Kadın, bildiği yerden soru gelmiş öğrenci gibi rahatça anlatmak için tam pozisyon almıştı ki avukat araya bir soru daha soktu;
“Pardon ne içersiniz? Sormayı unuttum!”
“Zahmet olmazsa bir çayınızı içerim avukat bey.”
Adam telefonu kaldırdı, çay ocağının dahili numarasını tuşladı.
“Hah Ferit, bize iki çay ama biliyorsun benimki kâğıt bardakta olsun. Hanım efendinin bardağı için de geç kalma bak ha!”
Telefonu kapatırken kadına dönüp buyurun devam edin manasında kaş, göz ve bazı el hareketleri yaptı. Start verilir verilmez son sürat anlatmaya başladı kadın.
“Benim herifte bir hastalık mı neyin varmış; kumaş, yün, kadife falan buldu mu hemen kemirmeye başlıyor. Önce banyodaki yün bezler kayboldu sonra kırlentler derken sıra kadife koltuklara gelince iş çığırından çıktı.”
“Yok artık!” dedi avukat.

O sırada açık kapıdan içeri süzülen çaycı ışık hızıyla çayları bırakıp ortadan kayboldu.
“Anlayacağınız, önce çeyizimde yiyebileceği ne varsa bitirdi. Sonrası malum, evin içinde süne zararlısı gibi dolaşıp ne bulursa götürüyor bu herif. Boşanmak istiyorum avukat bey!”
Avukat, kadının anlattıkları ışığında neler yapabileceklerine dair hukuki değerlendirmesini kısaca anlatırken kadın da çayını yudumluyordu.
“Belki de bir tedavisi vardır bu hastalığın, hâkim böyle bir karar verebilir. Tedavi olması yönünde yani.”
“Tedavisi var mı ki avukat bey?”
“Bilmiyorum ama araştırırız. Bu arada bir çay daha alır mısınız?”

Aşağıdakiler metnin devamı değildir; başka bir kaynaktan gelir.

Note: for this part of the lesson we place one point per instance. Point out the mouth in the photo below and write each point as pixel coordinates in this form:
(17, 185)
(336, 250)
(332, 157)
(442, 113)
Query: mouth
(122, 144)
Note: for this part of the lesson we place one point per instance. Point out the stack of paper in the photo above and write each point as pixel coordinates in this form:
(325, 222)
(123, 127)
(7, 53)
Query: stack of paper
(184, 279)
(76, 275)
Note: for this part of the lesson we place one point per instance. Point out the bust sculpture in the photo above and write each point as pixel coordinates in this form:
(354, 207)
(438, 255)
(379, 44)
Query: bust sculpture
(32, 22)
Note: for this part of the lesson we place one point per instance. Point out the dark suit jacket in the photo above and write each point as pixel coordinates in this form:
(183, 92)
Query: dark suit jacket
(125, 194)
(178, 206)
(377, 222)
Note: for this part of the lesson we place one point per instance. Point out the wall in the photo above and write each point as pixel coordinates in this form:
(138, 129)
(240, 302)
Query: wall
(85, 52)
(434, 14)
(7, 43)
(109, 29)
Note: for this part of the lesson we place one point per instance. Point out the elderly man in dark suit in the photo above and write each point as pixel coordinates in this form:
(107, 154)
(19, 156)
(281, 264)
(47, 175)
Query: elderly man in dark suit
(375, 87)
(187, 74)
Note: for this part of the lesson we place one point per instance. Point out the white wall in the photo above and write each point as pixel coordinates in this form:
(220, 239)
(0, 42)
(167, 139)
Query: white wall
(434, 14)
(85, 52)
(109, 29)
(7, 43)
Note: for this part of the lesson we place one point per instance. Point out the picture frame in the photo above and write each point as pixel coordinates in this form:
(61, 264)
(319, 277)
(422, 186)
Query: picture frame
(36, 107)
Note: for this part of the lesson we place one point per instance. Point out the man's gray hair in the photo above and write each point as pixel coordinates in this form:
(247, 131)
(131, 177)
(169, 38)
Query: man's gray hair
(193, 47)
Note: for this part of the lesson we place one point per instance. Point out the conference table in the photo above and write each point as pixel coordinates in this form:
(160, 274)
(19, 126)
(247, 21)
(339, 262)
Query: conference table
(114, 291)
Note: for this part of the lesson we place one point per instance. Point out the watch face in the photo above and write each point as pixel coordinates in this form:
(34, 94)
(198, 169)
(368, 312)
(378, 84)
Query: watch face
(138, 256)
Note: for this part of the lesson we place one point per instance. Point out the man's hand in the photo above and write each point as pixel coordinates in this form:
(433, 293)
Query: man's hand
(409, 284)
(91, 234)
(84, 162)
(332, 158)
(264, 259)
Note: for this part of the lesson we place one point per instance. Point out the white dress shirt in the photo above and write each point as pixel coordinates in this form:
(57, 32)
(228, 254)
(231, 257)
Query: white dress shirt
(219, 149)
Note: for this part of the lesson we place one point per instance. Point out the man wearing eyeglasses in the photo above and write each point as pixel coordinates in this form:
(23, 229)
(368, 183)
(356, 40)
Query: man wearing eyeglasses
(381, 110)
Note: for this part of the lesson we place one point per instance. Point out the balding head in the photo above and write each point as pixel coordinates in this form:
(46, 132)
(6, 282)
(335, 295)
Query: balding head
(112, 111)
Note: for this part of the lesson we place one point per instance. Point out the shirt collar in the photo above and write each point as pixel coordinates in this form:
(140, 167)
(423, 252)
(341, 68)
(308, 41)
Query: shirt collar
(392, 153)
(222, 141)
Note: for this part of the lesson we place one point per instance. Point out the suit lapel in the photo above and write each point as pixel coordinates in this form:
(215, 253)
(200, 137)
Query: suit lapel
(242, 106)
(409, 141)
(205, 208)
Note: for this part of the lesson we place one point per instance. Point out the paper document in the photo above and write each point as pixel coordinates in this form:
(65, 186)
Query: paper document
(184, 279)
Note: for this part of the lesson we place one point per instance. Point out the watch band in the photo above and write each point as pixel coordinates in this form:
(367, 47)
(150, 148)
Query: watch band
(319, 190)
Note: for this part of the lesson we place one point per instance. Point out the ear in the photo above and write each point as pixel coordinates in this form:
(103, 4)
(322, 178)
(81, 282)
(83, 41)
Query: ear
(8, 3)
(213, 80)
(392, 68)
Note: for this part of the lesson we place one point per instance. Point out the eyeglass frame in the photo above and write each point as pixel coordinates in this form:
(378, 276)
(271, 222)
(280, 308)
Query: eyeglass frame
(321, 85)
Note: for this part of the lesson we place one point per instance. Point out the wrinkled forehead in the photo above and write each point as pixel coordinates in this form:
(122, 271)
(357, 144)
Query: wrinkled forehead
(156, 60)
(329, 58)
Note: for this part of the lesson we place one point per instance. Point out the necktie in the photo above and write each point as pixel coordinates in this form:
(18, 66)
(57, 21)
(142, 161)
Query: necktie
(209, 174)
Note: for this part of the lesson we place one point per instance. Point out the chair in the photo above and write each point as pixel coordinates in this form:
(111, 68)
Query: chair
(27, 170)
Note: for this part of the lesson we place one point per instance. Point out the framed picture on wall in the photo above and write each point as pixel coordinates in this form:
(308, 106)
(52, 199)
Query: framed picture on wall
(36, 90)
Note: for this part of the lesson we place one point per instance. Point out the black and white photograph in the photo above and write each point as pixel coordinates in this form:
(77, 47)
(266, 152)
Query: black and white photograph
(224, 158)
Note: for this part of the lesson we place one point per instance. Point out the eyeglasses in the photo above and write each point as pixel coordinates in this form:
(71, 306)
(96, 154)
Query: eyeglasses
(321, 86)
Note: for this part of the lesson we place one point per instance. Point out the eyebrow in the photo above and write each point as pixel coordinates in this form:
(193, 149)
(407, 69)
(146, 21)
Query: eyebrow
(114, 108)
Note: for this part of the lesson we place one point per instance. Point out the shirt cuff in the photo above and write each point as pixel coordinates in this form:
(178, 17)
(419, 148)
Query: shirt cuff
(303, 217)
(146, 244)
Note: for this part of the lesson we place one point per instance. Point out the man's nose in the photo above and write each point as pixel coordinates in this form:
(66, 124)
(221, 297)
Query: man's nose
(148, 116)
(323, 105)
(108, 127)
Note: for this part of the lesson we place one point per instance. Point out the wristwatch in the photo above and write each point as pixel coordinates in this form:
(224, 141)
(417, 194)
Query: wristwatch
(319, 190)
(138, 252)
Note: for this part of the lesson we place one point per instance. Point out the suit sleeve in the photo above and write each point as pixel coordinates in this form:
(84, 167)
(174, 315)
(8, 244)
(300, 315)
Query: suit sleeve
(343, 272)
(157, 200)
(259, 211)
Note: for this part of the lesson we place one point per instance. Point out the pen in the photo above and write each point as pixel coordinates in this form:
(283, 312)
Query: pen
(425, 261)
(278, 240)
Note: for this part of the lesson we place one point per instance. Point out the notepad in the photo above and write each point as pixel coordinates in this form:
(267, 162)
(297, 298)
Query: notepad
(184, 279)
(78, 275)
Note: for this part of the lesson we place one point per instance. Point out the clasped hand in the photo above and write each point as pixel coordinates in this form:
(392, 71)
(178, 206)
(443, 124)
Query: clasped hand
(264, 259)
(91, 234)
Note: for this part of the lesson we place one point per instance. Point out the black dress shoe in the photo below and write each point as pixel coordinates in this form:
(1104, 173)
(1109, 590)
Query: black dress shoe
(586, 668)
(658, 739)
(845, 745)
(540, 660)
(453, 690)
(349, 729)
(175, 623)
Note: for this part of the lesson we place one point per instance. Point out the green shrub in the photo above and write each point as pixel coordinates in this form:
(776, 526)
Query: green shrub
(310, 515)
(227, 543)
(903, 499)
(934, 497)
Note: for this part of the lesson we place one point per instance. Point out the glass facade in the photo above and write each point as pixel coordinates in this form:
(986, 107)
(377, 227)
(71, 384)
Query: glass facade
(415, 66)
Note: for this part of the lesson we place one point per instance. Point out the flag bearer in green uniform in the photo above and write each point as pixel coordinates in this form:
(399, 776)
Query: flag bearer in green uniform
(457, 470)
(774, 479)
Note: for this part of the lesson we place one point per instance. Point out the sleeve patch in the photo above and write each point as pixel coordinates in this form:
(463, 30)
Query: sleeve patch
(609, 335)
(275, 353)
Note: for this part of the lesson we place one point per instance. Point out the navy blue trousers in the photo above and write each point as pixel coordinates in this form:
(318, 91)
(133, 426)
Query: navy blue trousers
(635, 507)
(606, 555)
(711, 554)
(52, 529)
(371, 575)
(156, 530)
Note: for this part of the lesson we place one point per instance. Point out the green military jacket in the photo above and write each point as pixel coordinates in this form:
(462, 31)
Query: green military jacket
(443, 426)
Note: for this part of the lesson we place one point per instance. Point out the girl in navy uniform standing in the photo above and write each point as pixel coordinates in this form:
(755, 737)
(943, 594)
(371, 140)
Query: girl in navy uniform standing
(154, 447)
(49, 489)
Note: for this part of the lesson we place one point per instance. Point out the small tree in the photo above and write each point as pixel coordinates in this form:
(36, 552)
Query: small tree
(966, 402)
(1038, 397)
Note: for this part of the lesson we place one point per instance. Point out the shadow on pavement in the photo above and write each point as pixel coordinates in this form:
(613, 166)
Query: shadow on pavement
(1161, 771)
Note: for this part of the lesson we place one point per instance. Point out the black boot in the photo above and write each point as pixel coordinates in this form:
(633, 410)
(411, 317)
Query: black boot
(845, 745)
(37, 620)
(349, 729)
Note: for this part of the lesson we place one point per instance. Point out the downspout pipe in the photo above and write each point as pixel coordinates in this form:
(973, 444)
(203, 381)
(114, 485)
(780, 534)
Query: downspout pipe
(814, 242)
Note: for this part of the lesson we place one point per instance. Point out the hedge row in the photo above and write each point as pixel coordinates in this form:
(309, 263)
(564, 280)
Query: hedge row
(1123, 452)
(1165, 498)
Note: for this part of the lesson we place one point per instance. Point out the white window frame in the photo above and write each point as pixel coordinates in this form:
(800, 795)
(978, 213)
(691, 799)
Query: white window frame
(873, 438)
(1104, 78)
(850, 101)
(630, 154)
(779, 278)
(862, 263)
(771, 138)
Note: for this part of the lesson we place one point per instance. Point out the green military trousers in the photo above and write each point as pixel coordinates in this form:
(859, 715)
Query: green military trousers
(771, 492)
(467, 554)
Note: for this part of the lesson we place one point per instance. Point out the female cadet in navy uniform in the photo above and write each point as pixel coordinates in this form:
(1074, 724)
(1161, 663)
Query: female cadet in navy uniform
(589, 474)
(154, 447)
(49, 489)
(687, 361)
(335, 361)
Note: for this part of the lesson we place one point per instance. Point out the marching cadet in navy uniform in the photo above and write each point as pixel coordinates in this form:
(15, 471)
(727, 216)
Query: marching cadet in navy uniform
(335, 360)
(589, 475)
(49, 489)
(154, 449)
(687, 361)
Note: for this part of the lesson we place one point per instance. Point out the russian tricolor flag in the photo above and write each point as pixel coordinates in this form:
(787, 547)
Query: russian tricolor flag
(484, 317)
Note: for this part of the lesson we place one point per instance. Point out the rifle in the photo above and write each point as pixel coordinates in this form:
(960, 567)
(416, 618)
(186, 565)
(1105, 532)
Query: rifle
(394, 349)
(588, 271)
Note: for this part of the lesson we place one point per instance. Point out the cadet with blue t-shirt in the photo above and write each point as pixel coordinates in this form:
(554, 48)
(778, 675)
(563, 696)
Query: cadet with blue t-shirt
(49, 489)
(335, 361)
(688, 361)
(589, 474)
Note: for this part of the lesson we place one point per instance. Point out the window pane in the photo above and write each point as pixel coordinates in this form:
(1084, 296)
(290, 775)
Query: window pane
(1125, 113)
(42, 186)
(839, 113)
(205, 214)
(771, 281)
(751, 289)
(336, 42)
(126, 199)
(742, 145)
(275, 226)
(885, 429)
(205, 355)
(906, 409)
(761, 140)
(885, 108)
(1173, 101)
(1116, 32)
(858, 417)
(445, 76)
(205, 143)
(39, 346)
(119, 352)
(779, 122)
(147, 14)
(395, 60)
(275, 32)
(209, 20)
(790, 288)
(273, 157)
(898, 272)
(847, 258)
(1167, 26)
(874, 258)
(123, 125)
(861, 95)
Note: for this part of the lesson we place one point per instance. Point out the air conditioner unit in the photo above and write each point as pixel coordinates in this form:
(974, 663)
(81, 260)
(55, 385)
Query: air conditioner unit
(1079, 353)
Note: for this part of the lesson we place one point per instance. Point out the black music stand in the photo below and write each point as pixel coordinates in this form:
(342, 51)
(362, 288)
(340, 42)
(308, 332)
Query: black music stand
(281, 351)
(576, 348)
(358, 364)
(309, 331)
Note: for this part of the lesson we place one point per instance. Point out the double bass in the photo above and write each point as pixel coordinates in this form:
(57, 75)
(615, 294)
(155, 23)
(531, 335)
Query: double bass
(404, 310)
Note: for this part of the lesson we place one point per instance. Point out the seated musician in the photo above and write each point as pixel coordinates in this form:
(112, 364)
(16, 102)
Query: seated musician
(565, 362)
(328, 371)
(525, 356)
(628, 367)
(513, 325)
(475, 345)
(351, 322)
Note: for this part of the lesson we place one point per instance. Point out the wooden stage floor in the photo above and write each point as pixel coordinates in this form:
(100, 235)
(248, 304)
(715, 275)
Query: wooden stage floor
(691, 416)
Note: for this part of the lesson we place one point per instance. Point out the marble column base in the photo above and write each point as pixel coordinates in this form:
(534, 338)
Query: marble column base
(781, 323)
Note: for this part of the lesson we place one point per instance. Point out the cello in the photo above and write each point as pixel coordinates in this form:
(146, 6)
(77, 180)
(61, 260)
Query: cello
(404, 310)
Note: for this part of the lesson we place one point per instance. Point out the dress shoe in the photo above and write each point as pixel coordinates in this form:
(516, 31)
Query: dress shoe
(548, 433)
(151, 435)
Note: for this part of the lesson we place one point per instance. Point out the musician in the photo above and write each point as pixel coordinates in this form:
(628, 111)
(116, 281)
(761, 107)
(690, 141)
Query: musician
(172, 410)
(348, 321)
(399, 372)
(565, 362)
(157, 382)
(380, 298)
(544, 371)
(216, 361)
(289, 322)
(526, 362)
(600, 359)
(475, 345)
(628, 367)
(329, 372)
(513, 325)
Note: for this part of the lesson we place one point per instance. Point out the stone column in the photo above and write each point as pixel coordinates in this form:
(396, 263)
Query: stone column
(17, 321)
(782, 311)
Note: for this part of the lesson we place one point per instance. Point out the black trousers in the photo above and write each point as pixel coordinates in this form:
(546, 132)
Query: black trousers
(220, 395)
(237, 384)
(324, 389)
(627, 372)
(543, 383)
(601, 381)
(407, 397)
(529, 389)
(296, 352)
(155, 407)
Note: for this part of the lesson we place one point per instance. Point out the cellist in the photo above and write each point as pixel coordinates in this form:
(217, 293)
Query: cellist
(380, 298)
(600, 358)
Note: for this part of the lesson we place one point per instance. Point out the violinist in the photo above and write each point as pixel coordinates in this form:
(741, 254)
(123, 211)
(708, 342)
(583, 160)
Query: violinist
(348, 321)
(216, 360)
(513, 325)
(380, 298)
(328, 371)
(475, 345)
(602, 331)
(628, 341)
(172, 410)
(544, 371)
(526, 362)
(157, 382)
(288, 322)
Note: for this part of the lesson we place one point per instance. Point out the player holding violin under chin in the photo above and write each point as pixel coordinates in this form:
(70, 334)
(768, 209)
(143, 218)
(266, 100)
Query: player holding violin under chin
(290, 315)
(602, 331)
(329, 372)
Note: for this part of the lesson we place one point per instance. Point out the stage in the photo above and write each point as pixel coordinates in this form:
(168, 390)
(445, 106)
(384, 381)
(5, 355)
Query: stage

“Sağ ol avukat bey, çok içmeyeyim ben.”
Avukat gayet huzursuz görünüyordu.
“Yemiyorsanız alabilir miyim?
“Neyi?”
“O bardağı.”
“Ne diyorsun avukat bey, anlamadım vallahi!”
Avukat, uzanıp masanın diğer ucundaki bardağı kaptı ve kadının şaşkın bakışları karşısında kıtır kıtır yemeğe başladı.
“Belki de” dedi ağzı dolu dolu, “Tedavisi vardır, ne biliyorsunuz?”